Complementariamente, la Ficha de Datos de Seguridad (FDS) del producto proporciona información técnica detallada — composición, propiedades fisicoquímicas, medidas de primeros auxilios, instrucciones de almacenamiento — que debe ser fácilmente accesible en el lugar de trabajo y que el personal debe saber cómo consultar.

Obligaciones legales: el GHS en la normativa

La correcta aplicación del GHS no es opcional. En la Unión Europea, el Reglamento CLP (CE 1272/2008) transpone los criterios del GHS al marco regulatorio europeo y es de obligado cumplimiento para la clasificación, el etiquetado y el envasado de sustancias y mezclas químicas. En el Reino Unido, la legislación CLP adoptada mantiene requisitos equivalentes tras el Brexit. A nivel internacional, sistemas análogos en Brasil, Estados Unidos (OSHA HazCom) y muchos otros países imponen obligaciones similares.

Las organizaciones que manipulan, almacenan o transportan productos químicos tienen la responsabilidad legal de garantizar que sus etiquetas sean correctas, que las Fichas de Datos de Seguridad estén actualizadas y disponibles, y que su personal esté debidamente capacitado.

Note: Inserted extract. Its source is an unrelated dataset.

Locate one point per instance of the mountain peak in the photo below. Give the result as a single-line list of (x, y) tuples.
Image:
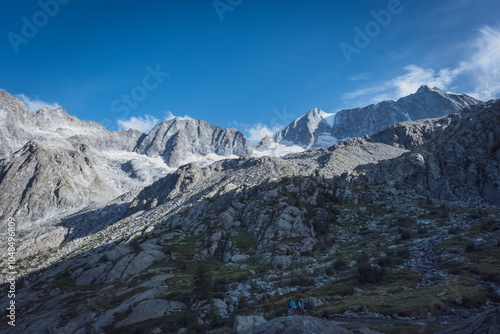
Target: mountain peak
[(317, 128)]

Los nueve pictogramas del GHS son mucho más que dibujos en una etiqueta. Son herramientas de prevención que, correctamente entendidas y aplicadas, protegen a los trabajadores, a los consumidores y al medio ambiente. Su verdadera eficacia depende de la formación, de una sólida cultura de seguridad y de un riguroso cumplimiento de la normativa. Reconocer el símbolo es el primer paso; comprender el peligro que representa y actuar en consecuencia es lo que realmente salva vidas.